# Italy: MTB near Milan?



## shepDoggieDog (Aug 13, 2006)

Does anyone have info on the MTB scene near Milan, Italy? I will be there next weekend (Aug18/19) with nothing to do. This will be my first trip to Italy. Gotta decide between siteseeing and getting some exercise - maybe both? I would need to rent a bike and get transportation to the trails (no car).

I don't speak Italian either. I looked at the Italian MTB forum site (www.bike-board.net) but it's all Greek to me (haha!).

I'm not in the best of shape but have been getting on the bike a bit more recently - hauling my butt up the Italian Alps is a recipe for disaster but I'm not afraid of a bit of climbing.

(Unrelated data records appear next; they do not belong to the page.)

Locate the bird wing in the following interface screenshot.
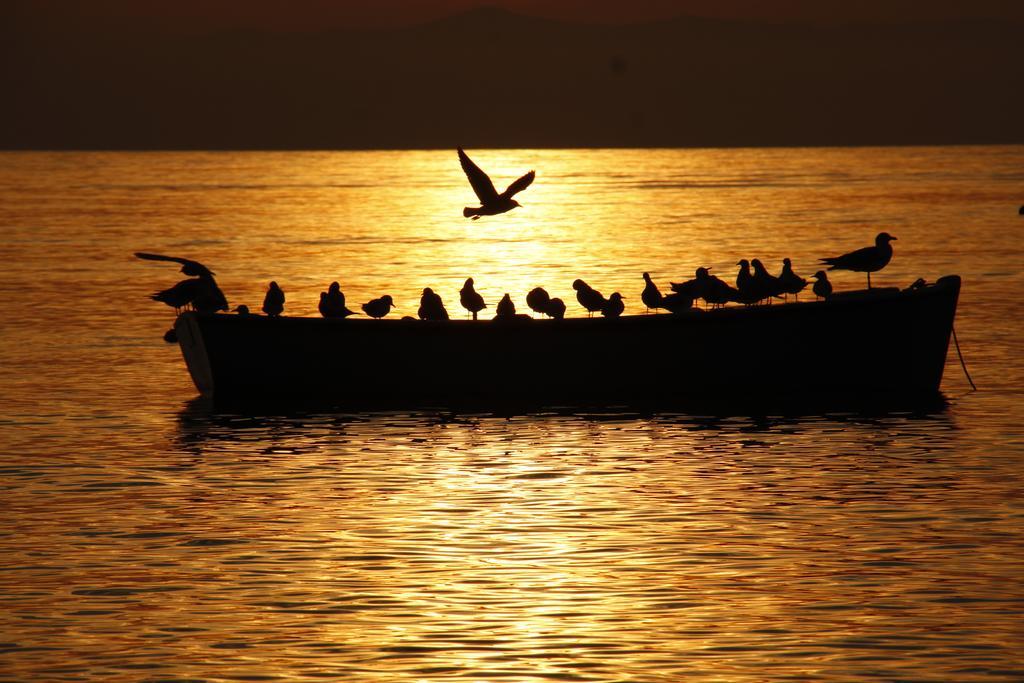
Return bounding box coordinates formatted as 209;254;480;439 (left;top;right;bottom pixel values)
458;148;499;204
820;245;874;270
501;170;535;200
135;252;213;277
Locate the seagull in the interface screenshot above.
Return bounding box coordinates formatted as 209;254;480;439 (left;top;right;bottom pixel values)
418;288;450;321
661;291;694;313
695;268;737;309
573;279;606;317
670;268;707;305
544;297;566;320
495;293;517;318
601;292;625;318
459;278;487;320
777;258;807;301
819;232;897;289
734;259;764;305
362;295;396;319
458;148;535;219
751;259;784;304
262;281;284;317
319;292;355;318
811;271;833;300
641;273;664;313
136;252;228;313
526;287;551;317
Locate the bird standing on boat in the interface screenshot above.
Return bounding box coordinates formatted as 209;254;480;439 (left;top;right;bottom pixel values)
459;278;487;320
136;252;228;314
601;292;625;318
573;279;606;317
661;291;694;313
819;232;897;289
777;258;807;301
751;258;784;304
495;293;517;319
641;273;664;313
526;287;551;317
697;268;737;309
734;259;765;305
670;268;707;305
544;297;566;320
319;291;355;318
457;148;535;220
811;271;833;300
362;295;396;319
262;281;285;317
418;288;450;321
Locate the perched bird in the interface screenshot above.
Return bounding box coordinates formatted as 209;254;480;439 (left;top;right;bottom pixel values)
544;297;566;320
641;273;664;312
811;271;833;300
601;292;625;318
696;268;737;309
670;268;707;304
234;304;250;315
137;252;228;313
418;288;450;321
819;232;897;289
262;281;285;317
661;291;694;313
459;278;487;320
361;295;396;319
319;292;355;318
495;293;517;318
777;258;807;301
526;287;551;317
573;279;606;317
458;148;535;219
326;281;347;308
734;259;764;305
751;258;784;303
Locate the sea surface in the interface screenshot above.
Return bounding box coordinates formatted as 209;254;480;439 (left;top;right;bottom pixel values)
1;147;1023;681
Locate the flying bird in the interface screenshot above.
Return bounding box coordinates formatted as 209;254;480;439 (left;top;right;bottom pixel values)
458;148;535;219
362;295;396;319
819;232;897;289
460;278;487;320
262;281;284;317
811;271;833;300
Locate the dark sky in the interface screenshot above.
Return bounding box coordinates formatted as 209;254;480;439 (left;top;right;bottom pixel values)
3;1;1023;149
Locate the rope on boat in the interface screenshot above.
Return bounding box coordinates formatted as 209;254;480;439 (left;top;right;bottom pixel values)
952;325;977;391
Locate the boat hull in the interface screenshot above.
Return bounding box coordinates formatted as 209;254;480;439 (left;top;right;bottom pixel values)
175;276;961;410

Any thoughts? Are there bike rental places? Ways to get to the trail? Or just a bad idea?

Cheers,
Rob


----------



## shepDoggieDog (Aug 13, 2006)

*Bardonecchia MTB Park*

FYI if anyone reads this thread and wants to see the answer, there is a good biking area at Bardonecchia Ski Resort, just outside of Torino (90 min. from Milan, so maybe 2hrs total). It is a Kona-sponsored bike resort and, of course, rents Kona. Here's a link:

www.bardonecchiabike.com

No, I did not go. I had one free weekend in Italy and chose to visit Venice instead. It was easier and it's something I CAN'T do here!

Shep


----------